Sage advice for meditators and other folks, too. August 12, 2005 209 out of 210 found this review helpful
Pema Chodron offers some sound, beautiful ideas on how to cope with not only addictive behavior, but basically anything in life that you just plain don't like. Her lovely, grounded voice is a pleasure to listen to, she's damned funny, and I've found myself listening to the ideas on this CD over and over as I make my way through the often hostile streets of Manhattan. It's like a primer in how to stay clear and calm and grounded in life, no matter how lousy (or terrific) your circumstances may be.
Naked reality never looked so good! January 15, 2006 66 out of 67 found this review helpful
I normally find authors audio series very disappointing. Not this one. I am a huge fan of Pema Chodron's work. She is a great example of someone willing to do the work to shift and change and create a better world around her. In typical fashion, she isn't offering you a blind eye to the painful or negative things in your life. She teaches you how to step into it and allow your own energy to shift and change the negativity. Truly an inspiring piece of work. When you do this work, reality doesn't intrude... it offers you the way out.
Extraordinary, useful, inspiring, freeing June 20, 2005 166 out of 180 found this review helpful
I became interested in Pema Chodron's teachings a few months ago, and continue to be amazed by her simple way of describing things that philosophers, psychiatrists, and academics would take volumes to hint at.
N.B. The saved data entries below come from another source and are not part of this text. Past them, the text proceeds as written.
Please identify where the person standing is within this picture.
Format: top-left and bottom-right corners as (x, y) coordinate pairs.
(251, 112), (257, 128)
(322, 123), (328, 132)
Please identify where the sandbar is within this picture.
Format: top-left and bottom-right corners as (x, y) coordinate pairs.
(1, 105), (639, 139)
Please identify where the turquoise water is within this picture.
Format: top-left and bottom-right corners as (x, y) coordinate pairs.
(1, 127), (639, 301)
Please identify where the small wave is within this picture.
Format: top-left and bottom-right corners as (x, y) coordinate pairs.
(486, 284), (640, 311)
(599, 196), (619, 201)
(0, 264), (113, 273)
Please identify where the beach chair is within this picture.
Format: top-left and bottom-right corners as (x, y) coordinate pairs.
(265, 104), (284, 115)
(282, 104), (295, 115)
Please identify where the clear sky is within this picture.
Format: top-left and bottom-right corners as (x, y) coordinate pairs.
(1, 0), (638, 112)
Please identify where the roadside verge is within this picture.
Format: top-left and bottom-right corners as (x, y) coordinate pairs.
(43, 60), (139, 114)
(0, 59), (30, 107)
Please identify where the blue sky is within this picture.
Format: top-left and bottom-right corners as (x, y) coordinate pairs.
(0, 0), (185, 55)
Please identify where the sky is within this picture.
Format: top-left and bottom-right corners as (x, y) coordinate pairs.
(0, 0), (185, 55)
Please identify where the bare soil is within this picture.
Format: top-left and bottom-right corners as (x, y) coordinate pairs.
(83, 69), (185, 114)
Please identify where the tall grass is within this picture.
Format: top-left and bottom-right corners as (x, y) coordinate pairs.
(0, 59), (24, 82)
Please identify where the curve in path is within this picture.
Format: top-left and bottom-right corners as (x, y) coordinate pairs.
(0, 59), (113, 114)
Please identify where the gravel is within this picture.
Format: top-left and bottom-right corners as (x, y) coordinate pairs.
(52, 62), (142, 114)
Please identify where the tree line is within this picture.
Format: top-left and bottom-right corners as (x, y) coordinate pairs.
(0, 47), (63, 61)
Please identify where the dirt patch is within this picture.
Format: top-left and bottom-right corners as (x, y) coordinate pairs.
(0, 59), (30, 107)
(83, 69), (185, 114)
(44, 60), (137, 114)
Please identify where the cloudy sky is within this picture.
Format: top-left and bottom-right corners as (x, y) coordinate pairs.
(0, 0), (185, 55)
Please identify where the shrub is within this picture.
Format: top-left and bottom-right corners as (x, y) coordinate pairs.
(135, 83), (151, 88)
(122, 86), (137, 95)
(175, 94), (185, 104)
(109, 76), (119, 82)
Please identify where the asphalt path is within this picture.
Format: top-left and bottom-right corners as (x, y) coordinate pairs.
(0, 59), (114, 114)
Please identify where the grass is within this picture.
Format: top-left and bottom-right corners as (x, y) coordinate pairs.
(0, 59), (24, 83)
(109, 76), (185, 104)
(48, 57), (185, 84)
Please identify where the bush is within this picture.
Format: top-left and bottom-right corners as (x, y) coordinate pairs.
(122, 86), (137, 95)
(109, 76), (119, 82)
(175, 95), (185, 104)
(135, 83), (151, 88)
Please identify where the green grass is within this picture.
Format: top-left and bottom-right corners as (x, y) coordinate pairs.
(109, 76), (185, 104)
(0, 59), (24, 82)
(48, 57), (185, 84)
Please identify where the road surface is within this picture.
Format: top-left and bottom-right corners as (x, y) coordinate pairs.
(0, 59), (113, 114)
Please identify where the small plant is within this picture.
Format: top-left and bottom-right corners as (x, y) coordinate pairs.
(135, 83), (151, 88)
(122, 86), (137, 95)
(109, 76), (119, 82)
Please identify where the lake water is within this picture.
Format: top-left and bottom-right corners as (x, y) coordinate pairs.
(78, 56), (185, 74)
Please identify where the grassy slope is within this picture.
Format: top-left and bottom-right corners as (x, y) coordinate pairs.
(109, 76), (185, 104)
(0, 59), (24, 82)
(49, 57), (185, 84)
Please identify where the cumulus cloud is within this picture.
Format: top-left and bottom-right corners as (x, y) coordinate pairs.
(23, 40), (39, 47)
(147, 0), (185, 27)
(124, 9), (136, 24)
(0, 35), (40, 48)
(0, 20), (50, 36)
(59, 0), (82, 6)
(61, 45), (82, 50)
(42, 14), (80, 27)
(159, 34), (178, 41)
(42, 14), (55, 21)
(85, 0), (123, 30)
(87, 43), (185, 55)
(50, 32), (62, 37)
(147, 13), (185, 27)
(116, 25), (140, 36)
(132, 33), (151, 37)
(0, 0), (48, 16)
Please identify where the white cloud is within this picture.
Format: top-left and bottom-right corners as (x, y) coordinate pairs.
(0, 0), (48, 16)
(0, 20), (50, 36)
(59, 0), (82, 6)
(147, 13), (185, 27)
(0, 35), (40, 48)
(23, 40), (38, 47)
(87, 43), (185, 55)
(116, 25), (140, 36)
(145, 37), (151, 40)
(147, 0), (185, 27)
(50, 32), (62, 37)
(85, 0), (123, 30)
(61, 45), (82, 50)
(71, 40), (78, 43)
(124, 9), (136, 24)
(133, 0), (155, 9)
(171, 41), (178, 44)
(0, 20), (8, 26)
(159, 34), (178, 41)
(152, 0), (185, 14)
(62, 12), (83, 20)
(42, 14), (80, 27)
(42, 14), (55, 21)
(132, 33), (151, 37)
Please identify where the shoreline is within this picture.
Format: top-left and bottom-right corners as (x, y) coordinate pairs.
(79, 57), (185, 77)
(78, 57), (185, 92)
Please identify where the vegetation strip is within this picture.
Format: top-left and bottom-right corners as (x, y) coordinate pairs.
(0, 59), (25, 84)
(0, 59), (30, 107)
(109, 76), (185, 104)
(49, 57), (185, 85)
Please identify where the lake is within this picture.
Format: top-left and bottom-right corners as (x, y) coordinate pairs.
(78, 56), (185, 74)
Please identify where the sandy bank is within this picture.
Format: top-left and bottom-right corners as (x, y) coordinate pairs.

The teachings themselves I appreciate; after zillions of years of every kind of self-help known to womankind, these ideas and instructions are an enormous relief. This isn't a review of Buddhism, or this lineage within Buddhism. This isn't a review of this particular set of CDs. I wouldn't know how to do any of these things. I do know that after hearing countless talks and seminars and audiobooks of all kinds, I appreciate accuracy, clarity, generosity, and suggestions I can use immediately. I listen to these CDs over and over, and love them more every time.
Amazing advice for addictive behavior January 18, 2006 42 out of 43 found this review helpful
I found this to be one of the most helpful and profound series of talks I have ever heard. Pema Chodron teaches a whole new (at least to me) approach to dealing with addictive behavior in ourselves and provides really useful and worthwhile ways of overcoming addictions. I kept going "wow" throughout the talks, and have gone back and listened to them again and again, and still find it helpful. Amazing teacher. Amazing teachings.
Breaking the cycle August 18, 2006 35 out of 35 found this review helpful
Pema Chodron begins by presenting the concept of 'staying', being present, in situiations both mundane and difficult. She points out, with insight and humor the reality that only for a small percentage of our lives are we actually 'present' rather than being preoccupied by- or purposely escaping in- thought. From there she introdueces 'shenpa' the Tibetian term for the quality or pre-cognative engery that is the genisis of the 'hook' that grabs you in the form of both negative and positive emotions. By discecting the events that lead to one's reaction to a given situation, i.e. anger, she shows us how to drive a wedge between the event and our response so we have a choice. We are no longer doomed to react, and repeat the same stimulus and response over and over and over. What makes these concepts so practical is her willingness to discuss them in terms of her own life and how memories of past traumatic events were eventually divested of the their destructive energy; then disucsses how we can use these tools in our own lives.